Nicht am Ortsrand, aber auch nicht im Ort

Eine „interessante Widersprüchlichkeit“ erkannte Robert Wäger (Grüne) in Reilands Aussagen: Am Ortsrand sei die Unterkunft nicht erwünscht, im Ort aber auch nicht. Die Lage in direkter Nachbarschaft von zwei Discountern und einer Bushaltestelle bezeichnete Wäger als nahezu perfekt. Er appellierte zudem an „Menschlichkeit, Anstand und die im Grundgesetz verankerten Werte, Menschen in Notlagen zu helfen“. Henning erwiderte: „Im Grundgesetz steht: Wir müssen Flüchtlinge schützen. Dort steht aber auch: Wir müssen unsere eigenen Leute schützen. Im Plan sind viele Einbettzimmer eingezeichnet. Ich fürchte, dass es die Bevölkerung verängstigt. Warum provozieren wir das?“

100 Nationalitäten leben in der Gemeinde

„Lasst Menschlichkeit walten“, unterstrich auch Bürgermeister Josef Niedermair.
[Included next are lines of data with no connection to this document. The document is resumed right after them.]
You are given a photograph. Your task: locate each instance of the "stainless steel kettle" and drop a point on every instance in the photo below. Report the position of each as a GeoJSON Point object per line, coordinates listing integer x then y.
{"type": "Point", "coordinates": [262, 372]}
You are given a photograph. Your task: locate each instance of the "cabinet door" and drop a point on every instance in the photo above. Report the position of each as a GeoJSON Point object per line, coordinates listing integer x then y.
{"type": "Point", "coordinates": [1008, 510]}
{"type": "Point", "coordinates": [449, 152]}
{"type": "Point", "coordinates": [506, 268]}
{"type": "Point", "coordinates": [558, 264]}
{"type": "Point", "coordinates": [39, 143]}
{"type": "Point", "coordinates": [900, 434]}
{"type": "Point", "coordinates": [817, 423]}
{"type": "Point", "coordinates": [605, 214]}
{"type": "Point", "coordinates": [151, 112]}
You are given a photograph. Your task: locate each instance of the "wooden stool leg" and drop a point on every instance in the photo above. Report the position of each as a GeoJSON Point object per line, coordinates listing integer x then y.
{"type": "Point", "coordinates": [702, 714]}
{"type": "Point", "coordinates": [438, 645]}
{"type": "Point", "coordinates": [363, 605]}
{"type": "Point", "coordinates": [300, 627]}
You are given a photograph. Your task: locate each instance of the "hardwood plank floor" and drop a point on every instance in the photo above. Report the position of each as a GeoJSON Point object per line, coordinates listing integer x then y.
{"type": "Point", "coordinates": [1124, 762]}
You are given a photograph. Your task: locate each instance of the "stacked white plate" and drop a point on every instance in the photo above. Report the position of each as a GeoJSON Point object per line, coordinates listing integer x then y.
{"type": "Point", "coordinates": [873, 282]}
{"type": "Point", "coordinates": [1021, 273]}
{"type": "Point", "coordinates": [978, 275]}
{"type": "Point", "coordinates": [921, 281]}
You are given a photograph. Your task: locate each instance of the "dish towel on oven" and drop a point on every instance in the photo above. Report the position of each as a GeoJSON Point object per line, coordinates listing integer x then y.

Hallbergmoos, wo aktuell Menschen etwa 100 verschiedener Nationalitäten leben, werde diese Aufgabe seiner Einschätzung nach meistern. Mit Blick auf die Integration und Begleitung der Geflüchteten verwies er aber darauf, dass die Nachbarschaftshilfe „am Anschlag“ sei. Diese Aufgaben müsse das Landratsamt wahrnehmen.

Der Ausschuss erteilte das gemeindliche Einvernehmen. Dagegen stimmten Thomas Henning (FW), Christian Krätschmer (CSU), Wolfgang Reiland und Hermann Hartshauser (Einigkeit).